Randall Stuart Newman wurde in Los Angeles in eine Familie von Filmkomponisten geboren, was auch schon einen Gutteil seines eigenen späteren Betätigunsfeldes antizipierte. Bereits mit 17 Jahren begann er professionell Musik zu machen, doch sein eigenes Debüt, die Single "Golden Gridiron Boy" von 1961, floppte, so dass Randy Newman sich die nächsten Jahre auf das Komponieren für andere Künstler konzentrierte. Dabei gelangen ihm Hits für u.a. Gene Pitney, The O'Jays und Cilla Black, und er wurde Mitglied der Kammer-Pop-Gruppe Harpers Bizarre und lernte außerdem den Jazzmusiker Lenny Waronker kennen (Vater von Anna Waronker, später bei that dog.). Dieser vermittelte Newman einen Plattenvertrag mit Warner Bros., wo 1968 dessen selbstbetiteltes Debütalbum erschien. Kommerziell konnte die Platte zwar noch nichts bewegen, doch – typisch für Newman – wurden ihre Songs von zahlreichen anderen Interpreten wie Nina Simone, Dusty Springfield und den Everly Brothers gecovert. Harry Nilsson nahm gar eine ganze Platte mit Newman-Covern namens "Nilsson Sings Newman" auf, die ihrerseits den Start von Newmans zweiter LP "12 Songs" (1970) erleichterte, auf das Pianospiel des Musikers in den Vordergrund rückte und zu dem auch Gitarrist Ry Cooder und Ex-Byrds-Mitglied Gram Parsons beitrugen. Wieder einmal jedoch waren andere Interpreten mit Newmans Nummern erfolgreicher als der Komponist selbst, in diesem Falle Three Dog Night mit dem Seventies-Klassiker Mama Told Me Not to Come. Gleiches galt für das schlüpfrige You Can Leave Your Hat On vom nächsten Studioalbum "Sail Away", später interpretiert u.a. von seinem großen Idol Ray Charles, Tom Jones und Joe Cocker (dessen Version in den Achtzigern durch den Design-Food-Sex-Streifen "9 1/2 Wochen" bekannt wurde).

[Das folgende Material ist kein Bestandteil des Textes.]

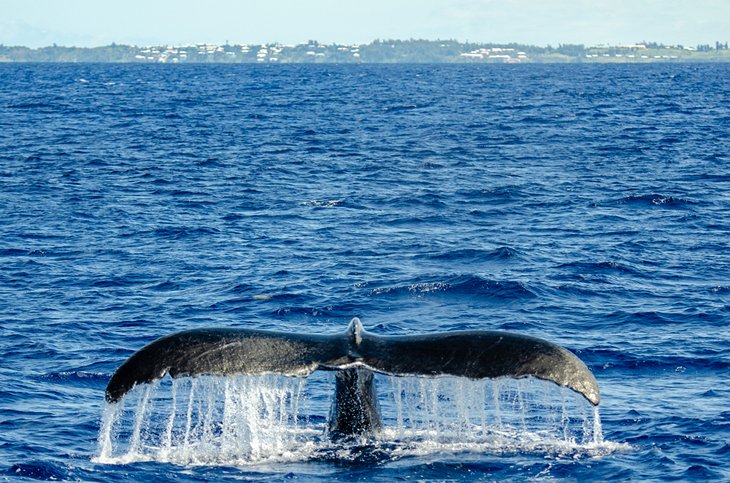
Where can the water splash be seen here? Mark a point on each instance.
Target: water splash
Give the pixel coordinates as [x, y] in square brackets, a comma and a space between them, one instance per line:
[247, 420]
[206, 420]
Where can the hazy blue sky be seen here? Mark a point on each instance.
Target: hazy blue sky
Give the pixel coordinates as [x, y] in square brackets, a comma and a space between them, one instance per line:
[541, 22]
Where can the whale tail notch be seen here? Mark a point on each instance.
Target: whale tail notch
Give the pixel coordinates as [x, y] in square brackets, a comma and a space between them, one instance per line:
[473, 354]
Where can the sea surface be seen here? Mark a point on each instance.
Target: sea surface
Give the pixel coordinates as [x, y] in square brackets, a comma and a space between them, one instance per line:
[585, 204]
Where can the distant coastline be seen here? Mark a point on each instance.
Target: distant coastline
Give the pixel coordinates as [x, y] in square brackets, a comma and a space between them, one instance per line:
[378, 51]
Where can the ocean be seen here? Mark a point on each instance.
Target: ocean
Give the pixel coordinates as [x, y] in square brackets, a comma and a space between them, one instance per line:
[588, 205]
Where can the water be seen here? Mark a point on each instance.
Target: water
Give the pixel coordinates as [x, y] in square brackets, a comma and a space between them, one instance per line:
[587, 205]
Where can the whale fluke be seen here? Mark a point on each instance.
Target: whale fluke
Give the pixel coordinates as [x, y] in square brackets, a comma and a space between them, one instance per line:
[355, 353]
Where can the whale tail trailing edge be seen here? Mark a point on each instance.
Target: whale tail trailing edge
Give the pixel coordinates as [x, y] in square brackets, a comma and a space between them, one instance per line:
[473, 354]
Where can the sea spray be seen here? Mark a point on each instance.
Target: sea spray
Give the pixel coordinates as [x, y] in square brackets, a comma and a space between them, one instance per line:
[242, 420]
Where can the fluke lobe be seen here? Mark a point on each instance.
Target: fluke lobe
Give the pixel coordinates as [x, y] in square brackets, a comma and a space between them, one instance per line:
[355, 354]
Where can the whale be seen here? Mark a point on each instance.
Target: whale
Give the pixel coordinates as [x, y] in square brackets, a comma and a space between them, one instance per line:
[355, 355]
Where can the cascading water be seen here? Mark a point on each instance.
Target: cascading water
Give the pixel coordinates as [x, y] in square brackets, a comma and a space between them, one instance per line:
[253, 419]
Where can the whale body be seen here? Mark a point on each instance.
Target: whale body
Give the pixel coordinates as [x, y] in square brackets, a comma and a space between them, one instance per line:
[356, 355]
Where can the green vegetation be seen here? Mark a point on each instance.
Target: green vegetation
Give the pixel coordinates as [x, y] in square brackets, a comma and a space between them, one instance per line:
[378, 51]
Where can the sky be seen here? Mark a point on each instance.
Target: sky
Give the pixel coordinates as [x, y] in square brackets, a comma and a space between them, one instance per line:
[88, 23]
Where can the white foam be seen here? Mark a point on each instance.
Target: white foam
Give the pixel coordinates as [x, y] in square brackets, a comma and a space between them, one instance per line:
[246, 420]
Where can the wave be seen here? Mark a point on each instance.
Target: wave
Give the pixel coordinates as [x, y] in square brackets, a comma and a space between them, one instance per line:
[476, 255]
[607, 359]
[461, 285]
[602, 267]
[650, 201]
[76, 378]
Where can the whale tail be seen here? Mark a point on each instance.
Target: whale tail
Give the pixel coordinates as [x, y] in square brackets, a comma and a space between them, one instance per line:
[355, 353]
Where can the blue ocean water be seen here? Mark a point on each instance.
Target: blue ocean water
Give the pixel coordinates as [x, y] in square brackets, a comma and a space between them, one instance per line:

Inzwischen war das Filmkomponisten-Erbgut bei Randy Newman durchgeschlagen, und seit den frühen 1970ern hat er Musik für u.a. "Die Indianer von Cleveland", "Ragtime", "Meet the Fockers" und "Pleasantville" sowie eine ganze Reihe von Dieney/Pixar-Animationserfolgen wie "Monster AG", "Küss den Frosch" sowie die bisherigen drei Teile von "Toy Story" geschrieben. Daneben veröffentlichte Newman auch weiterhin Soloalben, die oftmals ein Hintergrundkonzept hatten (z.B. "Good Old Boys" von 1974 über Nordstaaten/Südstaatenstereotype oder "Little Criminals" (1977) über Kriminelle) oder aus dem Blickwinkel von besonders abseitigen Protagonisten verfasst waren. In den 1980ern gelang Newman mit "Land of Dreams" von 1988 und der zugehörigen Single It's the Money that Matters einer seiner größten kommerziellen Erfolge, doch erkrankte er einerseits schwer und trennte sich andererseits von seiner Ehefrau. Kreativ schwächte ihn dies allerdings nicht, und so veröffentlicht der bald Siebzigjährige weiterhin Platten mit seinen zeitkritischen Songs, zuletzt auf dem Album "Harps und Angels", wo er sich mit dem "Krieg gegen den Terror" auseinandersetzt.